Георгий Фёдоров - Дневная поверхность
Уважение народа, которым окружены пильякалнисы, привело к тому, что католическая церковь пытается стать наследником языческой Литвы и принять городища в своё «владение». Ксендзы рекомендовали своей пастве устраивать на городищах кладбища, ставить кресты (на одном только городище Юргайцы их установлено свыше ста пятидесяти), — словом, превратить пильякалнисы в католические святыни. Именитые «князья церкви», такие, например, как епископ Волончевский, приезжали на пильякалнисы и «освящали» их именно с этой целью. Католики утверждали, что пильякалнисы — это костёлы, провалившиеся под землю за грехи прихожан. В противовес этому народная легенда гласит, что пильякалнисы — имения жестоких панов, которые вместе со своими усадьбами провалились под землю за угнетение народа…
Но это лишь «полемическая крайность». А так каждый деревенский мальчишка в Литве знает, что такое жемайтийекие пильякалнисы. Гордо возвышаются над лесами и болотами эти памятники мужества, силы и отваги, освящённые веками борьбы за независимость…
Не раз, стоя на их высоких валах, вспоминал я картину вдохновенного певца Жемайтии Чюрлиониса, которая называется «Стрелец».
Двое в мире. Маленький полуобнажённый человек на крутой тёмной скале. Широко размахнув мощные крылья, парит над ним огромная хищная птица, спускается все ниже, готовится напасть на человека. Одним ударом; острого клюва может она раскроить ему голову, одним взмахом крыла сбросить в пропасть. Холодные сиреневые глаза птицы уверенно и безжалостно смотрят на свою жертву. Злобная, необоримая сила стихии. Но человек бесстрашно и твёрдо стоит на скале, выставив вперёд ногу, подняв голову навстречу птице. В руках у него тонкий изогнутый лук. Стрела, дрожа на натянутой тетиве, направлена прямо в сердце птицы. А из–за скалы, окружая человека светлыми лучами, встает невидимое ещё солнце и сияет над ним знак Стрельца. Страшной стихийной силе разрушения и смерти противопоставляет человек, как равный равному, свою смелость, мужество, свой светлый разум…
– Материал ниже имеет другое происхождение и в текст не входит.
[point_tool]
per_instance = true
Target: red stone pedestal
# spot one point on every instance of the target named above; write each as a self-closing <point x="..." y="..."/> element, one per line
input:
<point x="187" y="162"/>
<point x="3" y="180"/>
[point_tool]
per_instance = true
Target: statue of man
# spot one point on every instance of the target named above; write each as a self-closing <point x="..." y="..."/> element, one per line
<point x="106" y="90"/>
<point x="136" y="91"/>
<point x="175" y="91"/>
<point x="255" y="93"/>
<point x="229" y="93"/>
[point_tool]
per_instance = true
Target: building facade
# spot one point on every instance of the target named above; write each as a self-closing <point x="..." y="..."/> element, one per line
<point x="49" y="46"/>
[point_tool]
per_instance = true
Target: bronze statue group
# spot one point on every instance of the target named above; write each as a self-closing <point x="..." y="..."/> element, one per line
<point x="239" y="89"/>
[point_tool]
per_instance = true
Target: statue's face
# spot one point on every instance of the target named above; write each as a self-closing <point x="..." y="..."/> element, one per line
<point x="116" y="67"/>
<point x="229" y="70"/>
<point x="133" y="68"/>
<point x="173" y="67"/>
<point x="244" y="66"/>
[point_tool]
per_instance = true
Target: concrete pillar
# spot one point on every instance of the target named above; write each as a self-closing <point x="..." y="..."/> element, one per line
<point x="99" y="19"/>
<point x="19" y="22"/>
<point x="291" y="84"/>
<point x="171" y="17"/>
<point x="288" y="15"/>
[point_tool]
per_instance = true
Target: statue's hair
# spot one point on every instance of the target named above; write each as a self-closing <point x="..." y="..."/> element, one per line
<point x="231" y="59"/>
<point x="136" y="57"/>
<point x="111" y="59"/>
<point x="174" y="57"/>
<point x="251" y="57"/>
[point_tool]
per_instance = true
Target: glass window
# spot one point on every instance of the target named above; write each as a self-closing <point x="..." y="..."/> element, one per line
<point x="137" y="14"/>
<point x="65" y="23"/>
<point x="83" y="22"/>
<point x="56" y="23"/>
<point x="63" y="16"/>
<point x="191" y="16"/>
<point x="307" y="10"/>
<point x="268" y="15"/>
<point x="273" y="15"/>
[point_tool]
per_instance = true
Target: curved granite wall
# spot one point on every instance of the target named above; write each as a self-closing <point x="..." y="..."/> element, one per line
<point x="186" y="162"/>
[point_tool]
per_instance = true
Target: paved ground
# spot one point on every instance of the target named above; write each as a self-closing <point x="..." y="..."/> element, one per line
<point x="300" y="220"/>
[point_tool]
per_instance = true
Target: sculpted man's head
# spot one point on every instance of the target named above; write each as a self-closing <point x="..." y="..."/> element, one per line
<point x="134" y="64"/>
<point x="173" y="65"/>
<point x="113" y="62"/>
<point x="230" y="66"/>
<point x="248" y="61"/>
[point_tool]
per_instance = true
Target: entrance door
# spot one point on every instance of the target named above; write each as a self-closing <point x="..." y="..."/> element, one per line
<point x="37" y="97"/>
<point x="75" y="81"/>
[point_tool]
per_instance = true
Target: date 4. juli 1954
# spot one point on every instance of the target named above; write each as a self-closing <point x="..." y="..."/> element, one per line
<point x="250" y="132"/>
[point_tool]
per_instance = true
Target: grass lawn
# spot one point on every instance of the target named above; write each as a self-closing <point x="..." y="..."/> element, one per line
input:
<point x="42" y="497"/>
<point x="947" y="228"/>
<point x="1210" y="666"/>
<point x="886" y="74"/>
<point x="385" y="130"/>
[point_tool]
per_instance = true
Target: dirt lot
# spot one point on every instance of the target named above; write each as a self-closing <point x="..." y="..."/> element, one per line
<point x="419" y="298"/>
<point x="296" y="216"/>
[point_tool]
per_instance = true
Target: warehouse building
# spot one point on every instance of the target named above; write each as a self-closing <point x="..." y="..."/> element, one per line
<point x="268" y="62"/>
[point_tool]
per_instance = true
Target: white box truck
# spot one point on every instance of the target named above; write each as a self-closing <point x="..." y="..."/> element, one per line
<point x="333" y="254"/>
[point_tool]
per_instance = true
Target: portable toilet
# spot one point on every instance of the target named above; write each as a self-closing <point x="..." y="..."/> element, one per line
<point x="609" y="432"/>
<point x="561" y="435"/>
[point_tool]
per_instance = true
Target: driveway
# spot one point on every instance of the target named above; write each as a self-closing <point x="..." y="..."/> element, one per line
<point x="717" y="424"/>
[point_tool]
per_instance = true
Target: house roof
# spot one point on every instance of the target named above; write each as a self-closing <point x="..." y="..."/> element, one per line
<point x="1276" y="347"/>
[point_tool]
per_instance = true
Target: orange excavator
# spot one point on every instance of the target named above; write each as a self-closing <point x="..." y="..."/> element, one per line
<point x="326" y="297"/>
Между этой картиной и историей Жемайтии есть прямая связь.
Мы имели счастье видеть зримые, вещественные реликвии этой истории. Мы видели материалы из могильников — инкрустированные стремена и мечи, конские захоронения, урны с пеплом убитых в бою воинов. На сторожевых, или «святых», горах измеряли мы толщину огромных угольных слоев — остатки сигнальных и жертвенных огней. Кстати, угля иногда бывало так много, что, например, и в двадцатом веке кузница, расположенная возле одного из городищ, долгие годы работала на этом угле.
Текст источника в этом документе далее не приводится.